Certainly Maria Bailey leads this pack with an apparent utter lack of awareness of it — all the way through from deciding to lodge a claim against a hotel after falling off a swing, through to that cringe-inducing interview last Monday. 

In her case it might take a transplant rather than a refresher course to hope to instil it. 

Alan Shatter is another hopeless case in this regard — a pity given what a talented and effective minister he was in some regards. But it’s not just that pair. 

What about Housing Minister Eoghan Murphy? He’s already a target for his plummy accent and comfortable background — which is unfair — but is still a political reality. 
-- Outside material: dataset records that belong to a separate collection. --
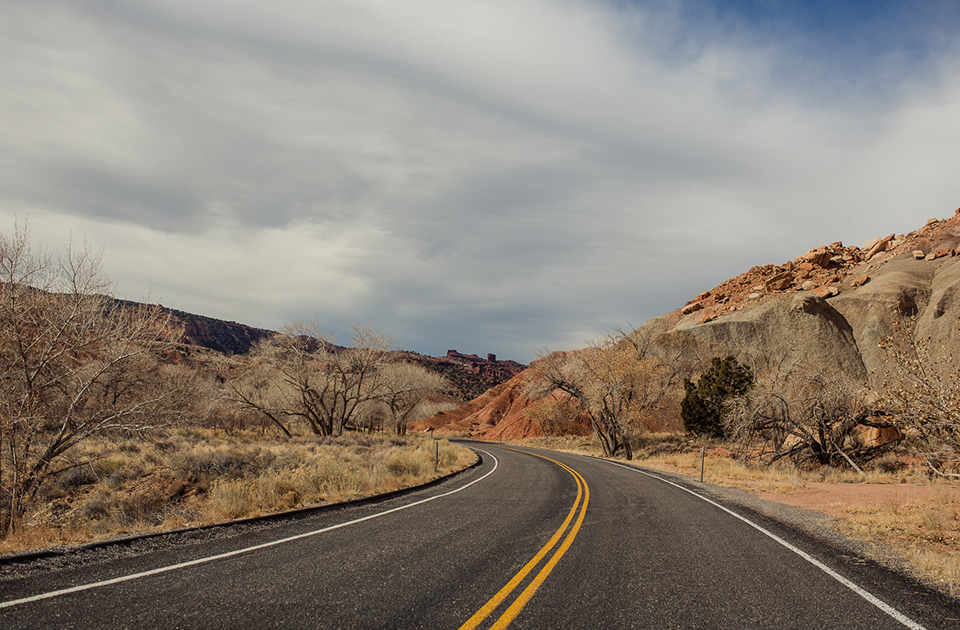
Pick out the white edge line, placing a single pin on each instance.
(237, 552)
(887, 608)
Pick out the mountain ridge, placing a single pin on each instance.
(828, 307)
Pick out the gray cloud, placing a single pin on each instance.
(493, 177)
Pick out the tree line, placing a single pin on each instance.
(76, 363)
(768, 409)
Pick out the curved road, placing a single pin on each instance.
(529, 539)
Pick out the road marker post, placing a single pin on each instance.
(703, 455)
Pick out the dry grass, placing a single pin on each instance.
(202, 476)
(920, 523)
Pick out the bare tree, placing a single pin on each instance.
(300, 374)
(814, 419)
(73, 363)
(922, 392)
(406, 391)
(615, 381)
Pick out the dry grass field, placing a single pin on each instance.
(197, 476)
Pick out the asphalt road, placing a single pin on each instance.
(526, 540)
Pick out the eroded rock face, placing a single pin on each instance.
(827, 309)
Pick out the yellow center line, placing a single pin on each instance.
(583, 491)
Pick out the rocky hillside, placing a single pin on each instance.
(827, 308)
(468, 374)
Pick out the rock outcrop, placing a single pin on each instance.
(828, 309)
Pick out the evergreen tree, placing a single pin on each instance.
(702, 406)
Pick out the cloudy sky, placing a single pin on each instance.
(485, 175)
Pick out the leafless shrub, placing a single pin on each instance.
(811, 418)
(923, 393)
(617, 382)
(74, 363)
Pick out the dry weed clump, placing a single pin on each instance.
(200, 476)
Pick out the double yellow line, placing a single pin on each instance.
(583, 494)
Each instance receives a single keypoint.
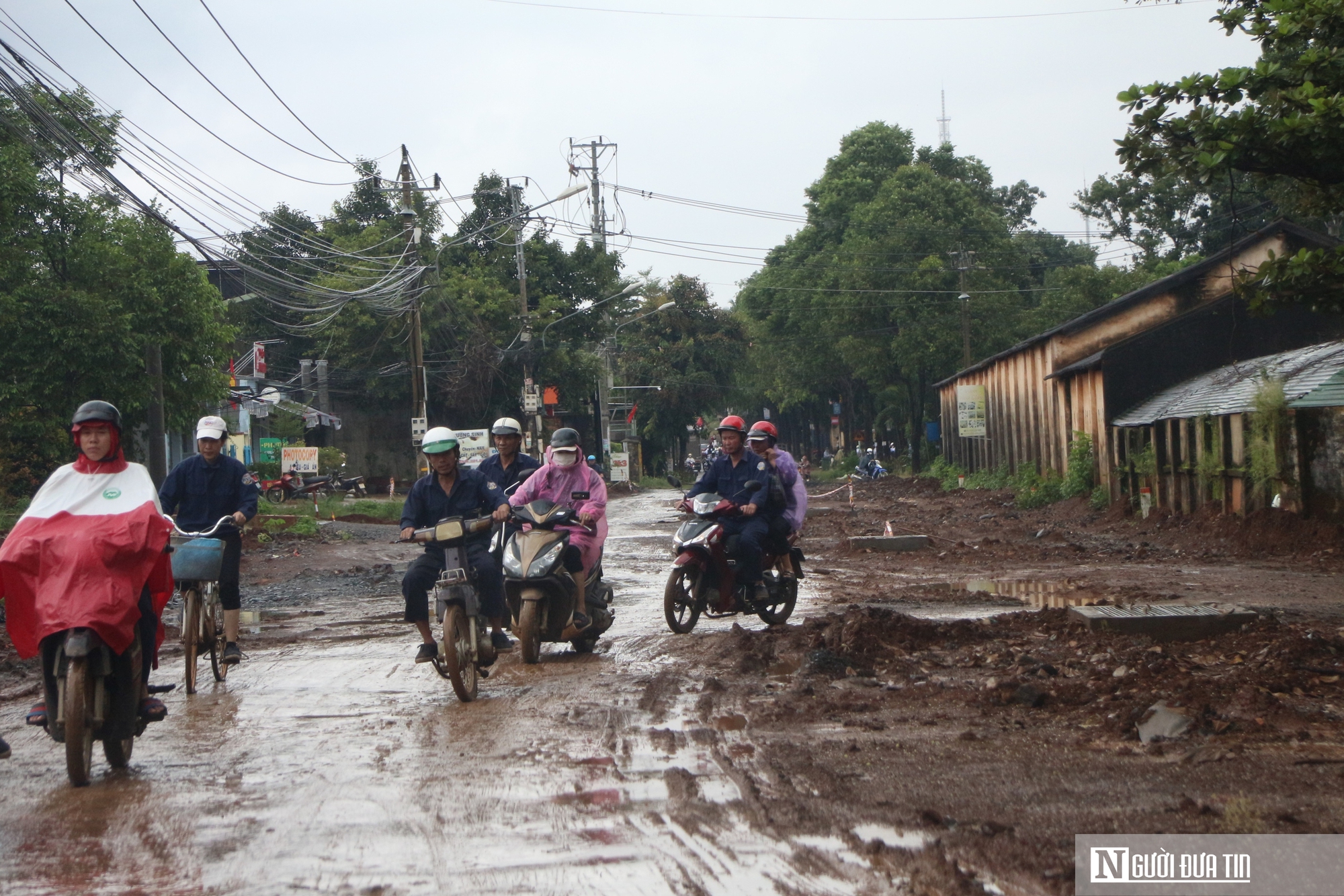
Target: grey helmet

With what we are now beginning to recognise as classic Fine Gael self-awareness deficit, he goes and mouths off about the how young people should be “excited” about co-living and having less space for less money. 

That was last week, this week he was out again defending the further rises in homelessness figures, now at 10,378. 

“Disappointing” was how he described it.

Going back a few months we can recap on the logic offered by the Taoiseach in the midst of the controversy over the cost of the National Children’s Hospital.

In essence, and not paraphrasing him too wildly, he said that even if it was costing a big ball of money once it was finished and open, we’d forget the pain of the cost and be thrilled with it.

It’s the sort of approach that simply smacks of privilege. It’s funny that, when you’ve got enough privilege you can all too often fall down on the other important traits such as self awareness. 

An emotional luxury, if you like.

You could say there is a notable high profile exception and that would be Finance Minister Paschal Donohoe. 

It seemed that he was in touch with real life and real people. He never tired of telling us that we had to wean ourselves off the politics of boom and bust and learn to live our national life on a more balanced equilibrium.

It was a voice of sanity, in touch with reality and helping us to save ourselves from ourselves. 

But even that can no longer be relied upon with the increasing sense that others in Fine Gael have stolen the key to the safe where the national coffers are stashed.

Fine Gael has always prided itself on being the grown up in comparison with the somewhat uncouth and often times out of control Fianna Fáil. Now the party has some serious re-gearing to do.

Fianna Fáil are not even laughing up their sleeves this week, but guffawing out loud at how gaffe-prone the oul’ enemy has become.

They need to do very little politically right now except bide their hour.

Law and order is a separate issue but still an integral part of the Fine Gael identity. The sense is that gangland crime is getting completely out of control and not just in Dublin. 

The sheer brazenness of what is going on denotes a lack of fear of official reprisal with young fathers being shot while pushing their children in buggies and killings taking place in front gardens. 

How utterly terrifying that must be for people living in those neighbourhoods. 

At its most basic level you wouldn’t be letting your children out to play for fear of what might happen.

“Not a bad day at the office after all,” was what the Taoiseach posted after all the seats in the local elections were finally counted on Wednesday, and it turned out Fine Gael had gained a total of 20 seats. 

The initial target was 50. What’s 30 seats when you’re feeling good about yourself?

It all comes from the top down – so it does.